NTB: What is meant by the term “Intelligent Robotics”? Don’t most robots have a certain amount of intelligence programmed into them?

Fong: To some extent they do, although robotics these days – and we’re taking a very general, broad view of the field of robotics – covers everything from a Roomba vacuum cleaner, to assembly-line stuff, to planetary robotics. We made the distinction that we’re interested in things that are intelligent because they’re self-sufficient - they can figure out where obstacles are in the world so they don’t run into things, and they know how to operate even when they’re disconnected and out of communications range. Those are the kinds of things that assembly-line robots don’t do. Those are the kinds of things a Roomba vacuum cleaner, which has a very limited view of the world until it bumps into something, does not do. So we use the term “intelligent robotics” to really focus on robots that are much more self-sufficient.

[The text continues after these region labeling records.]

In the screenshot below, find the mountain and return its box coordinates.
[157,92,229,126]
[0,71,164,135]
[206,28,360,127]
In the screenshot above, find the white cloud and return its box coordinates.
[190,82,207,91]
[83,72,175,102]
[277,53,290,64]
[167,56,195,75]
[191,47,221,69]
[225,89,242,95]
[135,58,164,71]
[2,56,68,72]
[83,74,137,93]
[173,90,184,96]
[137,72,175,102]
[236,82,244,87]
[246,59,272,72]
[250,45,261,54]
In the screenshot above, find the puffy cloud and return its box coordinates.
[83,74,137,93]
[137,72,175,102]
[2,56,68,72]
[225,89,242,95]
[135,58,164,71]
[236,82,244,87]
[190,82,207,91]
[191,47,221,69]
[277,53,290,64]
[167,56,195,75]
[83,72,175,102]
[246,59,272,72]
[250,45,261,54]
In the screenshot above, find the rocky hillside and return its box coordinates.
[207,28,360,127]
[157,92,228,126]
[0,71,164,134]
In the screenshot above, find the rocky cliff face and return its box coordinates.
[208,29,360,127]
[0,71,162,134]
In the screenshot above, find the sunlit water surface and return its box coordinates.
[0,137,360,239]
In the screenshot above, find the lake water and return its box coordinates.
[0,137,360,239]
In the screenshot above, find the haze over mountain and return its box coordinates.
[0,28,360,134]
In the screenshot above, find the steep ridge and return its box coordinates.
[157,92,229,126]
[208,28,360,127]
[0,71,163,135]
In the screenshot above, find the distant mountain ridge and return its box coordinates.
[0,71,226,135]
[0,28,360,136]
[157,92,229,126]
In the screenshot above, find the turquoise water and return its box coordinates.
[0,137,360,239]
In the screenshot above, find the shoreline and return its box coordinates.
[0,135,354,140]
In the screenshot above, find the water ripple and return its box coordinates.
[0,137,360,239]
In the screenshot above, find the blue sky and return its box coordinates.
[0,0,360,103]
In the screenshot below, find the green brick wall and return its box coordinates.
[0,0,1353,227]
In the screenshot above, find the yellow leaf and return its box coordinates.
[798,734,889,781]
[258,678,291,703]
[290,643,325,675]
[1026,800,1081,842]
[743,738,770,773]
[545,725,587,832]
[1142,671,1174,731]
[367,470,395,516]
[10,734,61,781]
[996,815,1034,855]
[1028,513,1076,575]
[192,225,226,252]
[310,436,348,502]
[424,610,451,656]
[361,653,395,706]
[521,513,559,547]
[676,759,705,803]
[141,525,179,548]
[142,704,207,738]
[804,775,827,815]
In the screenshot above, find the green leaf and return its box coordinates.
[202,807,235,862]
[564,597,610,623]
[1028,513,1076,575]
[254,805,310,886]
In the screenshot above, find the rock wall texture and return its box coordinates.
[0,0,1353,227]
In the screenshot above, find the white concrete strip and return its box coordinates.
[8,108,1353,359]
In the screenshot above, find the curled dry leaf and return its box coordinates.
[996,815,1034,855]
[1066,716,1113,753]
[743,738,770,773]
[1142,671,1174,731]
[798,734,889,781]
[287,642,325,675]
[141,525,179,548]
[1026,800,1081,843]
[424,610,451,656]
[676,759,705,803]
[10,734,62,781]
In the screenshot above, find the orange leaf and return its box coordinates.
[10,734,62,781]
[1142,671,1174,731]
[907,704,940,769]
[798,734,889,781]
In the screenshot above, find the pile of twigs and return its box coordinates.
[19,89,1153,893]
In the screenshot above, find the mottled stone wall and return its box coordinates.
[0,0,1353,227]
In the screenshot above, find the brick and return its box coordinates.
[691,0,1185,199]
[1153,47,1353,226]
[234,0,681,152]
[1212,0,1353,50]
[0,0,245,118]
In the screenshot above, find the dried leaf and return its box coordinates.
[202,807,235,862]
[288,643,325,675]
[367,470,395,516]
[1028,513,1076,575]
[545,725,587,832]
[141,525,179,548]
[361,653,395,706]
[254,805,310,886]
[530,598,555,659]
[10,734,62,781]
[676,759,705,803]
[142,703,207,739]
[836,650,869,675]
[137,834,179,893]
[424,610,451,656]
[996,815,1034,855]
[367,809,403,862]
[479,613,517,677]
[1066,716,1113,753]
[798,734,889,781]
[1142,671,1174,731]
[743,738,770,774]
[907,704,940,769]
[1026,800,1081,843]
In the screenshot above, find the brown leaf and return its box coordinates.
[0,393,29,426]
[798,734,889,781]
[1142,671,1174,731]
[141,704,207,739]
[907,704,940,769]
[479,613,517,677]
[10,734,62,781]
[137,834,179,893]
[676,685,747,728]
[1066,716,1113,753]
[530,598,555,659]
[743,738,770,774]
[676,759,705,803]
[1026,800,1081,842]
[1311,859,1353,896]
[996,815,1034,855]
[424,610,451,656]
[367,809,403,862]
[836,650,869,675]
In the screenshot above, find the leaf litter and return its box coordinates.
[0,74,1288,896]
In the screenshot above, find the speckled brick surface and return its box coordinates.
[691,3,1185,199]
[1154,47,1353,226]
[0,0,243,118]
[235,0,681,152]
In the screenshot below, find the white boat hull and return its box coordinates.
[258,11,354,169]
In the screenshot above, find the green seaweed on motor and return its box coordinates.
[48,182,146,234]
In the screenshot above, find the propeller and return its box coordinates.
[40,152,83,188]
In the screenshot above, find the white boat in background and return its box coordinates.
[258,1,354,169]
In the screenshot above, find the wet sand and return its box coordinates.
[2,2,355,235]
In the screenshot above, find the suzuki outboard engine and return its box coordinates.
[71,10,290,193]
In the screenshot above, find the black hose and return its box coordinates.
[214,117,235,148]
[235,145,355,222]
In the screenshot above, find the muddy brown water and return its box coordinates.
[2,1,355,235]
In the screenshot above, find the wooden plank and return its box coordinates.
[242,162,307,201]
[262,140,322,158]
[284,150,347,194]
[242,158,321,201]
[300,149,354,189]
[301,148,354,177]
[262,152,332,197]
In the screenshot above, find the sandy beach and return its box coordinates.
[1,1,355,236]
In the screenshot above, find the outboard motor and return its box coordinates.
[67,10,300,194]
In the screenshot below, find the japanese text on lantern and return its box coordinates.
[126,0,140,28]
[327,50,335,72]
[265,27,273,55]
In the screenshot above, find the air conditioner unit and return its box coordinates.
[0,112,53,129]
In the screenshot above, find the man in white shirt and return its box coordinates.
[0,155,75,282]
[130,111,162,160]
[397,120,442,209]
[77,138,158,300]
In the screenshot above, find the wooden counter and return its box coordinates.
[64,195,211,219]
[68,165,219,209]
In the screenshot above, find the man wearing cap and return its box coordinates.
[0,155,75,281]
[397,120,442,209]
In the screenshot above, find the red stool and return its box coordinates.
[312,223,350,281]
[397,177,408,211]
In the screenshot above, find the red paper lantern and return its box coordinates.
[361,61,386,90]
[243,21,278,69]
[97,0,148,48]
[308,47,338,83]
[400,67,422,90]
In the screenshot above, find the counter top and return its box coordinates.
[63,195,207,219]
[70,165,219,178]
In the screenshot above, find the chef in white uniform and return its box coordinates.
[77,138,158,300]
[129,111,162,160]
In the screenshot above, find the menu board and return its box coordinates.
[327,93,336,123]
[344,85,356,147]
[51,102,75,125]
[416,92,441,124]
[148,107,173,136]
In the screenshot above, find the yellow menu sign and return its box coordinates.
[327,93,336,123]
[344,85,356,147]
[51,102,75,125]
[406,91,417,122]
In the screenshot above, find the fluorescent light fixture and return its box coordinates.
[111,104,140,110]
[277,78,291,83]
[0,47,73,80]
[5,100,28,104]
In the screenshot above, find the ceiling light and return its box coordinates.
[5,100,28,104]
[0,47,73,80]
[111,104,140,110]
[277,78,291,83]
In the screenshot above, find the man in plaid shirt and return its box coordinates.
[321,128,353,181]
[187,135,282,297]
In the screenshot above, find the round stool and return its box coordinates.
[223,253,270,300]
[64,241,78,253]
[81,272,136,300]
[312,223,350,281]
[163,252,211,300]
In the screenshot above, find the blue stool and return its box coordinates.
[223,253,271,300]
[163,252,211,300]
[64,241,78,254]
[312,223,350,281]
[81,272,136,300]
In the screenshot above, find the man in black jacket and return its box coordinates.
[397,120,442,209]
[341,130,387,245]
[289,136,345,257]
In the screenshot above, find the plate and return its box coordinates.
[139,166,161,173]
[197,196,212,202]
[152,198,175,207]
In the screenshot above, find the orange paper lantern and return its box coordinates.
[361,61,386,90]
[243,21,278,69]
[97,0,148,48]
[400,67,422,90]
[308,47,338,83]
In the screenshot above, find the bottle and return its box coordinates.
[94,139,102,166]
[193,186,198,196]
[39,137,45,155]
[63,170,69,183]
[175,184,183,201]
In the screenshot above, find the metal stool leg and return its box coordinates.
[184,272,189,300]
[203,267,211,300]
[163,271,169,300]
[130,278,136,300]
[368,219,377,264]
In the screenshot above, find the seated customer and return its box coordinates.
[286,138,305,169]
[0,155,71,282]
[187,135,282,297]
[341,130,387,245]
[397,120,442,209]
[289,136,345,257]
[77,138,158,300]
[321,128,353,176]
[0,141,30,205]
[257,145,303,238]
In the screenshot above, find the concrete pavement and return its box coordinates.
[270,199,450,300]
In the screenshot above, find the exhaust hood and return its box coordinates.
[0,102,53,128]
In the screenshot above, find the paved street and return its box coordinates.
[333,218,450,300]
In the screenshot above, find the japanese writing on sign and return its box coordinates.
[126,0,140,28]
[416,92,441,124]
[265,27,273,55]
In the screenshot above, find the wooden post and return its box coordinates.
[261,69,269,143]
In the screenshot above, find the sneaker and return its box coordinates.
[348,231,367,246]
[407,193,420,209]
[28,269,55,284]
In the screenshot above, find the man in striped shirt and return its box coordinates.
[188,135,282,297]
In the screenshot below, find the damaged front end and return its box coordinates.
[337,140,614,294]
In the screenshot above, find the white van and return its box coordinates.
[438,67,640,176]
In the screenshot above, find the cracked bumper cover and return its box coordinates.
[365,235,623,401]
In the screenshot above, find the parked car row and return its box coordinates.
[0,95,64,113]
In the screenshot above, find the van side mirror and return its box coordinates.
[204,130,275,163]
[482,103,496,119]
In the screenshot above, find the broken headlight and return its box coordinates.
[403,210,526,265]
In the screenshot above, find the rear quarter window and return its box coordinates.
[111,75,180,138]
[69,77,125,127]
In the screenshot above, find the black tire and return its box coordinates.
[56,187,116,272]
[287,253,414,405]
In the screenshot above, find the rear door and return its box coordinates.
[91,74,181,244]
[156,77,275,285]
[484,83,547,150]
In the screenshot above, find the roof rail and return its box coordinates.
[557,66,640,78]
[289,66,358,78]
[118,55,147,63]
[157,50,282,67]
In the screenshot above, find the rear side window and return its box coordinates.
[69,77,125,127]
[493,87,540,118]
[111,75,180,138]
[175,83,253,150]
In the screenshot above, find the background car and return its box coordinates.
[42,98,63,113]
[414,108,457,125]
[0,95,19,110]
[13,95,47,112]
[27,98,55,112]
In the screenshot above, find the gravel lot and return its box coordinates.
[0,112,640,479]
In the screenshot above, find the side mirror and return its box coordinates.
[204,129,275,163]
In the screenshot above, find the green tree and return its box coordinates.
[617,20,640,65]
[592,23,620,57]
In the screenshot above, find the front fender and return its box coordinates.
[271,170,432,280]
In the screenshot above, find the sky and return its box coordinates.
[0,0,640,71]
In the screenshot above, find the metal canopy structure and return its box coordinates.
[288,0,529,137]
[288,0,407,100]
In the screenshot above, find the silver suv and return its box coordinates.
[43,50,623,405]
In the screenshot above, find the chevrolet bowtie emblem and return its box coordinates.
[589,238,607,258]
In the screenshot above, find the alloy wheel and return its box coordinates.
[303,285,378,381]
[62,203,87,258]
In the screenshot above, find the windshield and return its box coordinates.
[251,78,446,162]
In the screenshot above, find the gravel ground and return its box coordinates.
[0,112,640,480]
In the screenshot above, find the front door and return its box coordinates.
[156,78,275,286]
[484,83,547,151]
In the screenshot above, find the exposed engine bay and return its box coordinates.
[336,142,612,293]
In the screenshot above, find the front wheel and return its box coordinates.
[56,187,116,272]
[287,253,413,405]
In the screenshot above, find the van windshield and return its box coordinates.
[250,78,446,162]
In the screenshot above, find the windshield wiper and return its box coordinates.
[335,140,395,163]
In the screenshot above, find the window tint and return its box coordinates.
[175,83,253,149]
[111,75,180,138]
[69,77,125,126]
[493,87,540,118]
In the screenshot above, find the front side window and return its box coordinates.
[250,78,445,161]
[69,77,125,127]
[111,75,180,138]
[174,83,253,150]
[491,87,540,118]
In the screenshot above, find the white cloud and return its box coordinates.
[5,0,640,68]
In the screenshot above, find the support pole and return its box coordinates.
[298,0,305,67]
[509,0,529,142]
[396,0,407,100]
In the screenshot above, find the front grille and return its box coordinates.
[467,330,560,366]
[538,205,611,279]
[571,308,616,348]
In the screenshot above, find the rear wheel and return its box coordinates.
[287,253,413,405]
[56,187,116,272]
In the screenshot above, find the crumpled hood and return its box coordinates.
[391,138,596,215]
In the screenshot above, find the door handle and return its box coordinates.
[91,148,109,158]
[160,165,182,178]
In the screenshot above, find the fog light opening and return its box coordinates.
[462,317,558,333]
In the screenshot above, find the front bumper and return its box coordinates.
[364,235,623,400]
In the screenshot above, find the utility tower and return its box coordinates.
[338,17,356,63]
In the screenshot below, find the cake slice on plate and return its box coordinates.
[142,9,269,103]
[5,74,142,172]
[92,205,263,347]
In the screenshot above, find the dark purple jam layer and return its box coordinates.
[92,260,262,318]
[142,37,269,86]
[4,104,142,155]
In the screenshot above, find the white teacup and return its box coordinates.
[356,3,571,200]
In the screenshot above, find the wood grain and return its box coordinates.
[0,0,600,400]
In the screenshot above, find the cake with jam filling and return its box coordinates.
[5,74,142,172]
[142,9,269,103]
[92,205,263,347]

Again, I refer to the field test that we did this summer. Our robots operated for probably 200 total hours of operation. About 10 percent of that time they operated completely outside of communications range. We let them go because we knew that they would come back. They were smart enough to know where they were; they were smart enough to avoid obstacles while they were carrying out their survey work. So basically we let them go outside of our wireless communications range, let them finish their work, and then they would come back and we would talk to them once they came back.

NTB: One of the projects you’re currently working on, the Peer-to-Peer Human-Robot Interaction Project, is developing techniques to make it easier for humans to communicate with robots.

Fong: The Peer-to-Peer Human-Robot Interaction Project was a project that we actually finished almost two years ago. That project was a collaboration with NASA Johnson, the Naval Research Laboratory, the National Institute of Standards and Technology, Carnegie Mellon University, and MIT. It was a good group of people to work with on a topic that is fundamentally “how do you allow humans and robots to better communicate what they’re doing and to ask for help from each other?”

One of the things you see these days is that NASA, and actually most organizations that use robots, typically view those robots purely as a tool. That works great, except that it requires the human to always be aware of what the robot is doing, constantly monitoring, looking for problems, and trying to figure out when the robot is having a problem. That means the human can’t do anything else; the human is stuck taking care of the robot. What this project was looking at was, “how do you make robots and humans more equal from the sense of being partners as they’re working on a task?”